Mike thought that this speeded-up healing was due to puberty. He was almost fifteen and he was aware of the changes in his body, the thickening of his muscles, the hair growing under his arms and on his crotch, the broadening of his palms and the soles of his feet, the shadowy faintness of a red-gold mustache. He figured that as you got older you healed faster. Why else could pro ballplayers shake off those train-wreck collisions on the gridiron? Why else could boxers take hit after hit in the ring? It made sense to him.



In the furnace of the fugue the impurities are burned away and the metal becomes denser.



He had no idea at all that each night he was taking a short trip sideways out of his body, or perhaps just winking out for a bit. Not being there.



The purified metal waits for the blacksmith’s hammer to learn its shape and its purpose.

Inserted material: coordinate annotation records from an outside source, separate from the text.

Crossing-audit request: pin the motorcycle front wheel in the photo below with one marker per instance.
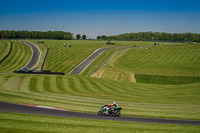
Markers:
(100, 113)
(116, 113)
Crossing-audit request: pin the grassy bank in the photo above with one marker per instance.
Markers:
(85, 94)
(19, 57)
(4, 48)
(13, 122)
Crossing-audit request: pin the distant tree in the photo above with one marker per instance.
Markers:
(84, 37)
(78, 36)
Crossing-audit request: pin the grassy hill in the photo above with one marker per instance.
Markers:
(114, 83)
(18, 58)
(4, 48)
(165, 64)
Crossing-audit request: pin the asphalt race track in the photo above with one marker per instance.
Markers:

Walking the bike to the top of Corn Hill, he paused for a moment, enjoying as always the colorful complexity of Pine Deep’s many stores and galleries and shops, and then he kicked off and swooped down the hill and up the other side, banked hard right onto Orenda Street, and rolled past the Dark Hollow Inn and Corn Dolly’s Bar, both bright with lights and activity, the usual late weekend crowd swollen with scores of people from out of town. He rocketed by Dragon’s Lair Games, which was still packed with kids, and past the darkened windows of the town’s biggest store, Gordon Python’s Fine Antiques, closed now for the day. Little Halloween revelers were never known for antiquing of a Friday evening. Feeling happy for the first time in a long time, he kicked the War Machine into action again and stopped at Half-Baked to buy a couple of pumpkin muffins, still hot from the oven.



“Hey, Mike,” said Hillary MacPeake, leaning out of the little sales window cut into the side of the store, “what happened to you?”